Use Sugar-Free Cough Drops
While fun flavors such as strawberry or bubblegum can make taking medicine feel like less of a chore, these sugary cough drops and syrups can hurt you in the long run. Packed with artificial sweeteners, medicine that relies on this additive to make it more appealing can ultimately cause tooth decay and harm your gums. Opt for medicine that is made with sugar alternatives such as xylitol or sucralose. If a sugar-free alternative is not an option, be sure to brush and rinse your teeth after you take your dose.
Rinse Your Mouth After Vomiting
Unfortunately, a common side effect of the stomach flu is vomiting. Before you rush to your sink to brush your teeth, it might be better to wait. While you’re vomiting, your stomach acids are coming in coating your teeth, which can damage your enamel. If you brush right after, you’ll be spreading the acid over the outer shell of your teeth and causing more damage.
Instead, swish with water, an alcohol-free mouthwash, or a small amount of baking soda to help wash the acid away. After waiting for about 30 minutes, it will be safe to go in with your toothbrush.
Drinking lots of fluids is critical while your sick as there is a higher risk of becoming dehydrated. From losing electrolytes and other nutrients through vomiting to getting a dry mouth, drinking plenty of water will help keep your saliva flowing. While dry mouth can be uncomfortable, it can also put you at a greater risk for cavities.
Replace Your Toothbrush
As your nearing the end of your sickness, it’s important to remember to change out your toothbrush after you’re back in good health. Dental health professionals, such as the Phoenix special needs dentists at Dental on Central, typically recommend changing your toothbrush every three months, but replacing it after you get better can prevent any lingering germs from reinfecting you.

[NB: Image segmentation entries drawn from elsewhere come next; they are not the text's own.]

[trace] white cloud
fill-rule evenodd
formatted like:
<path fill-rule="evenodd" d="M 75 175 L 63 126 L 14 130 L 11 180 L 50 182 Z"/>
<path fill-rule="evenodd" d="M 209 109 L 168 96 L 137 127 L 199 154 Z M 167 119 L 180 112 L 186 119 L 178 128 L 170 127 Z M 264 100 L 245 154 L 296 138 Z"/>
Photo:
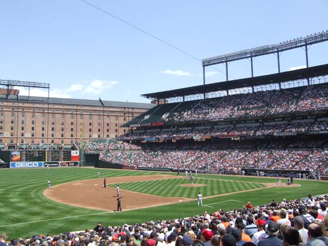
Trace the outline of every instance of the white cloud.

Let’s face it – no one likes to be bedridden with the flu or a cold. Being seriously ill can cause people to lose focus and be less strict about taking care of other parts of their lives and health. Fortunately, taking care of your teeth while you’re under the weather doesn’t have to take up a lot of your time. Small steps such as staying hydrated and brushing properly can help save your smile for the future.